Periodically my thoughts move to the lives of the hundreds of workers building the road. Though some heavy equipment is used, much of the work is done by laborers shoveling sand, placing large rocks, delivering wheelbarrows of cement, and other manual tasks. Most are young. Many are female. They seem to be a mix of Tibetan and Chinese. I was told by our guides that they work 12 hour days. Often they smile and wave as we pass. (Looking through my pictures, and the pictures of others, I’m amazed how few pictures there are of the road-workers. Even though they were an almost constant presence, I think we all felt it was somehow intrusive to photograph them.)
An interesting moment occurred on our way to Trongba. We had pulled off the road to have a simple picnic lunch by a stream. Several hundred feet from us a canopy had been set up with chairs underneath, and a few feet away a white-coated chef appeared to be working on a meal. Several minutes later six speeding Land Cruisers, their horns blazing, pull up to the canopy.
We continued eating our beans and rice chapatis, and, after a while, a few members of the new group walked over to us. They were young, smartly dressed Chinese carrying cameras with large telephoto lens. We exchanged the usual questions: Where are you from? What are you doing here? Apparently they all worked for a company in Shanghai and the owner had decided to take his staff of 17 on a road trip through Tibet. The ones who had come over were articulate in English — one young woman had a masters from Stanford — but they didn’t seem to know much about Tibet. (For example, they knew little about the cultural and spiritual significance of Mt. Kailash, where they would go in several days.)

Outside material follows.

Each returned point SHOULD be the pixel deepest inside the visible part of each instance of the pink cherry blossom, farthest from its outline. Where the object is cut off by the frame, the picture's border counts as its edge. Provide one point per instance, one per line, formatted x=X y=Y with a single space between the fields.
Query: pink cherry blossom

It seemed like for them, we were very interesting exotica: a scruffy group of Americans, Germans, and Japanese Buddhist on a pilgrimage through western Tibet. As if to emphasize this, a few minutes into our exchange four Tibetan women carrying children walked close by our group, apparently looking for hand-outs of food or money. The Chinese stepped back and raised the cameras to record the interactions. (Accustomed to being subjects, we were now objects.)